I have never been a superstitious person, so in spite of Macbeth's reputation of being a "cursed" Shakespeare show to produce, I decided to fly in the face of tradition an make a conscious effort to revel in the unlucky. A cast of thirteen actors seemed a fitting start. I say the name "Macbeth" inside theatres, outside theatres, really whenever I feel it necessary (and sometimes unnecessary) to do so. In the past couple of weeks, however, I get the feeling there might be something to this shroud of ill-omen that seems to hang around the productions as the three "Weird Sisters" hang around graveyards.
Most directors know enough to expect the unexpected when working on productions. Typical problems arise no matter what precautions are taken. Actors get sick, emergencies happen, artistic choices don't work in the way first envisioned and need to be adapted. Things like this happen. These are rather ordinary surprises that occur from production to production.

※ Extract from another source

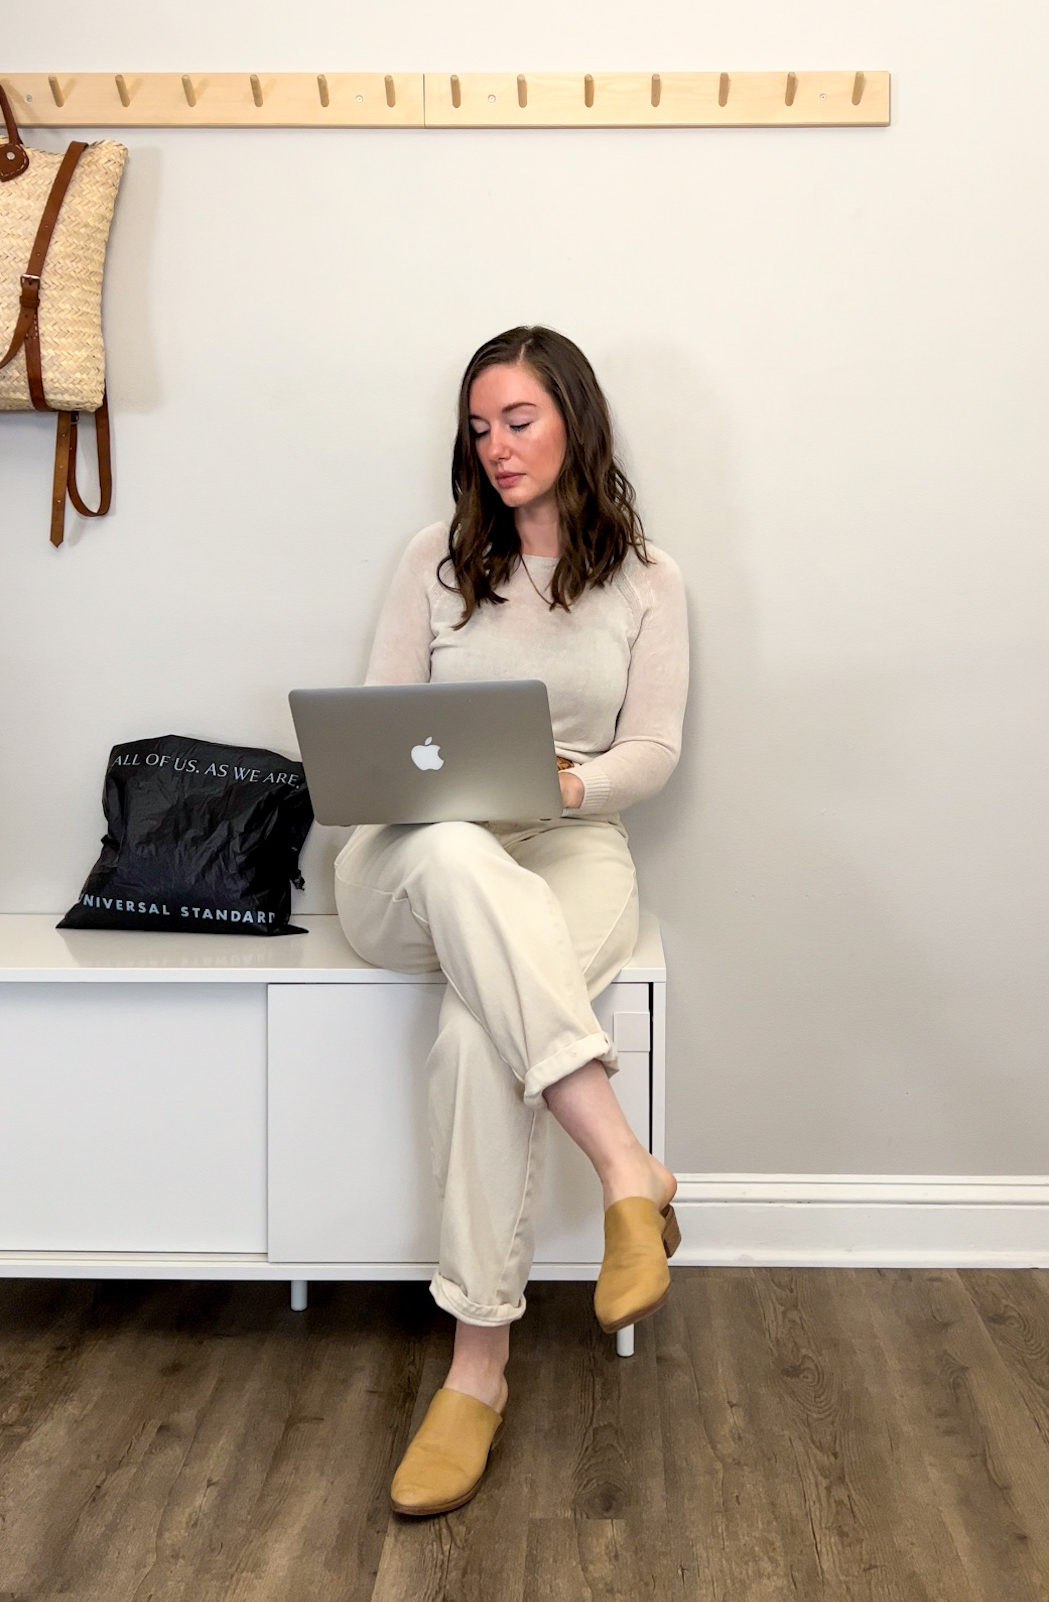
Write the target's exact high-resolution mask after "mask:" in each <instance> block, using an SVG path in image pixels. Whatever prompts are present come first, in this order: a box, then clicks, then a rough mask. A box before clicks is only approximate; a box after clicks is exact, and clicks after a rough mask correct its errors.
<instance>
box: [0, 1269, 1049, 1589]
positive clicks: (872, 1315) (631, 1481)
mask: <svg viewBox="0 0 1049 1602" xmlns="http://www.w3.org/2000/svg"><path fill="white" fill-rule="evenodd" d="M529 1301H530V1306H529V1314H527V1317H525V1320H524V1322H522V1323H520V1325H519V1326H517V1328H516V1330H514V1336H512V1344H511V1368H509V1387H511V1403H509V1411H508V1427H506V1431H504V1435H503V1439H501V1440H500V1443H498V1447H496V1448H495V1453H493V1459H492V1466H490V1469H488V1475H487V1479H485V1482H484V1487H482V1490H480V1493H479V1496H477V1498H476V1499H474V1501H472V1503H471V1504H469V1506H466V1507H463V1509H460V1511H458V1512H455V1514H452V1515H448V1517H445V1519H432V1520H423V1522H413V1520H402V1519H397V1517H396V1515H394V1514H391V1512H389V1506H388V1487H389V1477H391V1474H392V1471H394V1467H396V1464H397V1461H399V1458H400V1453H402V1451H404V1447H405V1442H407V1440H408V1435H410V1431H412V1429H413V1427H415V1424H416V1423H418V1419H420V1418H421V1415H423V1411H424V1408H426V1403H428V1400H429V1397H431V1395H432V1392H434V1391H436V1387H437V1386H439V1384H440V1381H442V1378H444V1373H445V1368H447V1360H448V1352H450V1320H448V1318H447V1317H445V1315H444V1314H440V1312H437V1309H436V1307H434V1304H432V1302H431V1299H429V1294H428V1291H426V1286H424V1285H421V1283H410V1285H325V1283H314V1285H311V1306H309V1309H307V1312H304V1314H293V1312H291V1310H290V1307H288V1301H287V1286H280V1285H250V1283H234V1285H226V1283H223V1285H215V1283H141V1282H112V1280H111V1282H90V1283H83V1282H67V1280H0V1602H183V1599H184V1602H277V1599H280V1602H298V1599H303V1602H335V1599H340V1602H442V1599H444V1602H591V1599H602V1602H618V1599H623V1602H639V1599H658V1602H798V1599H801V1602H822V1599H833V1602H854V1599H855V1602H868V1599H870V1602H897V1599H898V1602H1014V1599H1015V1602H1049V1272H1041V1270H1011V1272H969V1270H967V1272H947V1270H887V1269H886V1270H881V1269H857V1270H838V1269H804V1270H786V1269H783V1270H777V1269H677V1270H676V1272H674V1290H673V1298H671V1304H669V1306H668V1307H666V1309H665V1310H663V1312H661V1314H658V1315H657V1317H655V1318H653V1320H650V1322H649V1323H645V1325H641V1326H639V1330H637V1352H636V1355H634V1357H633V1358H626V1360H623V1358H617V1355H615V1344H613V1341H612V1339H610V1338H607V1336H602V1334H601V1331H599V1330H597V1326H596V1323H594V1320H593V1314H591V1306H589V1286H586V1285H559V1283H537V1285H533V1286H532V1288H530V1291H529Z"/></svg>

Performances spaces, however, much to the surprise of the producing organization, being torn up and fenced off would count as an extraordinary surprise. Imagine our collective stress-levels rising when we encountered a playing space of sand and orange caution fencing. Our first week of rehearsals, therefore, has taken place indoors in the Main Stage. "Bard in the Main Stage" or "Bard in the Lab Theatre" don't seem to have the same ring to it.
At the moment, there is little to be done about the situation although than block the show, keep the actors focused on the work, and know that things will need to be adjusted on the blessed day when we can return to our space.